For Vega, stopping to talk to and really get to know the people in the 70 homes at the end of his nearly 500-patron route was a huge benefit of the work.
“I know things about them. They know things about me,” said the talkative, sociable and now retired mail carrier.
In addition to the cash gift, residents presented Vega with individual farewell presents. As he drove out of the neighborhood, his USPS van trailed 70 balloons that had been tied to the rear.
“It was fantastic,” said the former government employee with a refreshed sense of awe in human nature.
As a bonus of the conspiracy to send him off in grand style, the neighbors on his former route are feeling good about having come together and they’ve got an updated email list.
WHO REMEMBERS that in 1972, during the Vietnam war and the Nixon presidency and the period of great unrest, somebody tried to blow up 50 military vehicles outside the National Guard armory in Santa Rosa?
You can believe retired CHP Officer Jack Symons Jr. remembers.
Symons was on patrol on Cleveland Avenue, near Coddingtown, at about 12:15 a.m. on Saturday, Jan. 8, when he noticed flames to the east. He rushed across Highway 101 to the 579th Engineering Battalion armory on Armory Drive, near SRJC.
Seeing flames on the ground near the dozens of National Guard trucks, jeeps and other vehicles, Symons tossed a fire extinguisher over the chain-link fence, scaled the fence and attacked the fire.

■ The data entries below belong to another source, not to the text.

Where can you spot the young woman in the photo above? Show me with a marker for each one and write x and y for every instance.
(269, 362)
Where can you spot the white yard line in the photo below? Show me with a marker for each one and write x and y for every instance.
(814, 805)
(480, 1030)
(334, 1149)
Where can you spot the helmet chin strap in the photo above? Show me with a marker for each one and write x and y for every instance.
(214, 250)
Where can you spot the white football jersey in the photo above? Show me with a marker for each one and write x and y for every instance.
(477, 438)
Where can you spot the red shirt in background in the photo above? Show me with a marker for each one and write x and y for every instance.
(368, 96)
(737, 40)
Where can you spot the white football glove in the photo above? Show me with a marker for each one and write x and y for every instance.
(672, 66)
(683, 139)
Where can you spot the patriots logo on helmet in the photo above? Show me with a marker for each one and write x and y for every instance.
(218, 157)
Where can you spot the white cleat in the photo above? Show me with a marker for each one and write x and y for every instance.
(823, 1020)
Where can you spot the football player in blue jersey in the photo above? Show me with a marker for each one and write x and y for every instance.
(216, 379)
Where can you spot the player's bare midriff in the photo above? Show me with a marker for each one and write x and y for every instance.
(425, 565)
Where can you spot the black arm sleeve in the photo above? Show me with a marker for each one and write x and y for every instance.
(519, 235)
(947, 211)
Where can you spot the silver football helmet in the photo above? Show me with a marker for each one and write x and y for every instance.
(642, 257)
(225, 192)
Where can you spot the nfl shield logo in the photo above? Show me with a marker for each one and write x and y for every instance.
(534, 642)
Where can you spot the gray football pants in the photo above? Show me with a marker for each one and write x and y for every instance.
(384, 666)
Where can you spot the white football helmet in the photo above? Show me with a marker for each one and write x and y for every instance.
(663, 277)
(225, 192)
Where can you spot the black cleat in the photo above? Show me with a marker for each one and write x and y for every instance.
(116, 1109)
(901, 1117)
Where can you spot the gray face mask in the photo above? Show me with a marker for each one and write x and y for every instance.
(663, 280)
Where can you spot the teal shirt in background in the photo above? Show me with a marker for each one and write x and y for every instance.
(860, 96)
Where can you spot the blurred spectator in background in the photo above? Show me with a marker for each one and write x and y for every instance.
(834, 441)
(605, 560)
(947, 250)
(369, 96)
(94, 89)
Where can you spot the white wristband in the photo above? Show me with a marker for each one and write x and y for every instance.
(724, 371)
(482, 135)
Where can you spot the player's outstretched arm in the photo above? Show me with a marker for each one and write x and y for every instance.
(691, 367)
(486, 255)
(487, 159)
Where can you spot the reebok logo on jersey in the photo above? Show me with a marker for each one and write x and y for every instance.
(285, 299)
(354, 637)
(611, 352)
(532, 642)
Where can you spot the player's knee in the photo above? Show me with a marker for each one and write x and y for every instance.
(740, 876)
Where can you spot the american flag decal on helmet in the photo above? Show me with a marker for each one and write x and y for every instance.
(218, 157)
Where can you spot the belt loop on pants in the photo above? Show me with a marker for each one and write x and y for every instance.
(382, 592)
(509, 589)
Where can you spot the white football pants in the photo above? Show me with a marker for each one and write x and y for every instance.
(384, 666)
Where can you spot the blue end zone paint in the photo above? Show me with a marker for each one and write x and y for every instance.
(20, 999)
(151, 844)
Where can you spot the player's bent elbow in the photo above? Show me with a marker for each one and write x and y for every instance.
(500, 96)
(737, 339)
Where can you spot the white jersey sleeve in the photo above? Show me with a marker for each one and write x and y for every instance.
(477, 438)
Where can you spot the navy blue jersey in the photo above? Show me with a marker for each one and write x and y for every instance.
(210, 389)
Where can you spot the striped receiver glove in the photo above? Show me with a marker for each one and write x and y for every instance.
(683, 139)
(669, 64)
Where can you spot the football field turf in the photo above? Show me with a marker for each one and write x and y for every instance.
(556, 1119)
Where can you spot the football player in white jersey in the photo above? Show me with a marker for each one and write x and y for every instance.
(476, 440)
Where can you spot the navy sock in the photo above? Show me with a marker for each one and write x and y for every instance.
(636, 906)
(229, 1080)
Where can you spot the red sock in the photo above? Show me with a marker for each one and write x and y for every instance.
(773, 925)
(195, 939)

It was very dark, of course, so the CHP officer stared at something on the ground for some time before finally recognizing what it was.
The saboteurs had set fire to a rope wick that ran from a corner of the armory lot to the military trucks parked close together and side by side. The wick was strung between 5-gallon fuel cans.

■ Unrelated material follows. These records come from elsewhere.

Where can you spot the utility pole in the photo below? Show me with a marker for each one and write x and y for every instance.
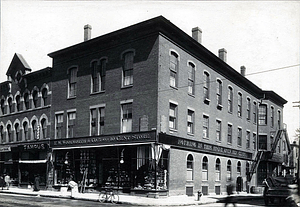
(298, 166)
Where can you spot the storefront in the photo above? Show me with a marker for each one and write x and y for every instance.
(132, 163)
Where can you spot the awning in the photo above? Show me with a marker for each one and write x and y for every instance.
(32, 161)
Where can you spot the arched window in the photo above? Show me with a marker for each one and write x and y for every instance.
(45, 96)
(17, 132)
(35, 99)
(44, 129)
(190, 167)
(25, 130)
(239, 169)
(218, 169)
(10, 105)
(34, 129)
(18, 103)
(9, 135)
(204, 168)
(228, 170)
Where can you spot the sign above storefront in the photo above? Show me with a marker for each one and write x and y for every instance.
(104, 140)
(203, 147)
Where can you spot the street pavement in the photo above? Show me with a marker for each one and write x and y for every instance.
(181, 200)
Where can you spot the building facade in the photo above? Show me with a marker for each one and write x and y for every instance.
(148, 110)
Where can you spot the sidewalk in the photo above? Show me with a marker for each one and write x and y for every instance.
(181, 200)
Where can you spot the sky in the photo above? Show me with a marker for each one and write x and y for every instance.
(263, 36)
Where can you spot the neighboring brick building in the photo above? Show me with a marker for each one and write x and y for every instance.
(148, 109)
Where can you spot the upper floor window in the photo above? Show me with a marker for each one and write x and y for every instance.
(173, 116)
(18, 103)
(248, 109)
(190, 167)
(190, 122)
(71, 124)
(128, 69)
(240, 99)
(173, 69)
(206, 84)
(219, 92)
(230, 99)
(204, 168)
(205, 126)
(262, 114)
(10, 105)
(191, 78)
(72, 82)
(254, 112)
(45, 96)
(218, 169)
(126, 117)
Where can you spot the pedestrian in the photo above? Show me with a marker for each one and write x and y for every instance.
(7, 181)
(36, 185)
(230, 198)
(2, 181)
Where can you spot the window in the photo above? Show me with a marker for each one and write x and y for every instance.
(102, 74)
(34, 127)
(239, 137)
(72, 82)
(95, 77)
(272, 116)
(44, 128)
(126, 117)
(97, 121)
(206, 87)
(248, 109)
(191, 78)
(254, 112)
(10, 105)
(128, 69)
(229, 134)
(204, 168)
(9, 135)
(2, 106)
(59, 119)
(248, 139)
(2, 137)
(17, 132)
(240, 98)
(35, 99)
(262, 114)
(71, 124)
(254, 141)
(173, 116)
(230, 99)
(25, 130)
(218, 130)
(190, 122)
(45, 96)
(26, 100)
(239, 169)
(228, 170)
(18, 103)
(173, 69)
(205, 126)
(190, 167)
(219, 93)
(218, 170)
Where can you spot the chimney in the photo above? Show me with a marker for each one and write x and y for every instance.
(197, 34)
(243, 71)
(87, 32)
(223, 54)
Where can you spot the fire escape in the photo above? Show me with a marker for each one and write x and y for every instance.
(264, 153)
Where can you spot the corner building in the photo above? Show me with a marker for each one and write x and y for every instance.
(148, 110)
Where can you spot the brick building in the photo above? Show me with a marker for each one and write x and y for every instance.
(148, 109)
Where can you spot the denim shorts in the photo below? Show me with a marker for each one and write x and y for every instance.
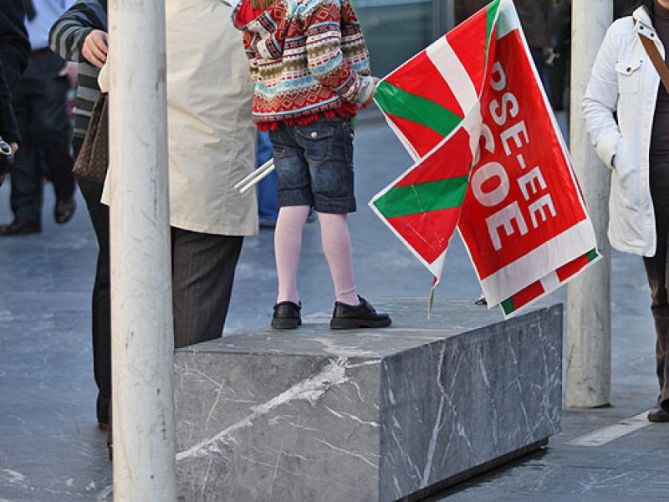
(315, 165)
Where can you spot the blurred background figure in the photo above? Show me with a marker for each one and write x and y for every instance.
(267, 189)
(40, 104)
(14, 57)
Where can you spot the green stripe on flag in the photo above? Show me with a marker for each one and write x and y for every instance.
(507, 306)
(415, 199)
(403, 104)
(491, 14)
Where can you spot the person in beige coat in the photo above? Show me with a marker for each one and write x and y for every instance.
(211, 146)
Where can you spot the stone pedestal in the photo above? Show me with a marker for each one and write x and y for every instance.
(372, 415)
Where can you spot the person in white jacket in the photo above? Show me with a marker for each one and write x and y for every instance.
(627, 114)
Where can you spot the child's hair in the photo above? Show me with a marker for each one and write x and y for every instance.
(261, 4)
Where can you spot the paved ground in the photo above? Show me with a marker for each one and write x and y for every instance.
(50, 449)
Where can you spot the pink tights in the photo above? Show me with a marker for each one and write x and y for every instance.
(336, 246)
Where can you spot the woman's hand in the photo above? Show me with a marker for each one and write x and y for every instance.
(95, 48)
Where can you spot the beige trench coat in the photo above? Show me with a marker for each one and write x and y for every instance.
(211, 135)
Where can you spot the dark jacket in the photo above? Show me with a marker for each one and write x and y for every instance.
(66, 39)
(14, 57)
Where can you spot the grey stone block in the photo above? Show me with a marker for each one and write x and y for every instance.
(314, 415)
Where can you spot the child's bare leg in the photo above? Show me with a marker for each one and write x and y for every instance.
(287, 248)
(337, 248)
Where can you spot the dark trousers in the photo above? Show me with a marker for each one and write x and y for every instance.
(203, 269)
(101, 305)
(657, 271)
(41, 112)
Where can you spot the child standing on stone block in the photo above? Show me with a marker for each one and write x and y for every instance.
(311, 67)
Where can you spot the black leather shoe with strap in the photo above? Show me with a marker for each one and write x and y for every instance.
(358, 316)
(286, 315)
(64, 210)
(658, 415)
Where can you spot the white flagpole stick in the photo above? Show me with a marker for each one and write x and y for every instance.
(269, 165)
(257, 179)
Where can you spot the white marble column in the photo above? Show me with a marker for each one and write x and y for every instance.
(589, 296)
(142, 326)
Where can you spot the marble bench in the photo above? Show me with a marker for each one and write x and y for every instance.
(318, 416)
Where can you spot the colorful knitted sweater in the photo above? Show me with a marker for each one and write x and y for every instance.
(308, 59)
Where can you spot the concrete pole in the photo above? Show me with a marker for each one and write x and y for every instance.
(142, 325)
(589, 296)
(443, 17)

“Every vehicle had the gas cap off and rags were stuffed into the fuel tanks, with the rags feeding to the wick,” Symons recounted just the other day. “One was a tanker truck full of fuel.”
He will admit that his blood ran cold to imagine if those trucks had blown and had done so while he still inside the fence. But he successfully doused the fire short of the trucks.
He was credited with preventing the destruction of $500,000 worth of National Guard vehicles and who knows what else.
In April of 1973, the Exchange Club of Santa Rosa paid tribute to his valor and quick action by honoring him as the Sonoma County Peace Officer of the Year. Symons was presented a wooden, engraved plaque and a letter of congratulations from J. Edgar Hoover, who at the time of the attempted sabotage of the armory was director of the FBI.
Retired officer Symons, now 80, still had and valued the plaque when the Tubbs fire of 2017 destroyed his and his wife Sharon’s home in Larkfield. The tragedy struck on the couple’s 57th wedding anniversary.
Not long ago, members of the Exchange Club learned of the loss. Days ago they invited Symons and his wife, who live now in Cloverdale, to a club meeting at the Mary’s Pizza Shack on Marlow Road.
And they presented him a replacement to the 1973 Peace Officer of the Year plaque that burned.
Symons eyed it, then he said, “I think this one is nicer.”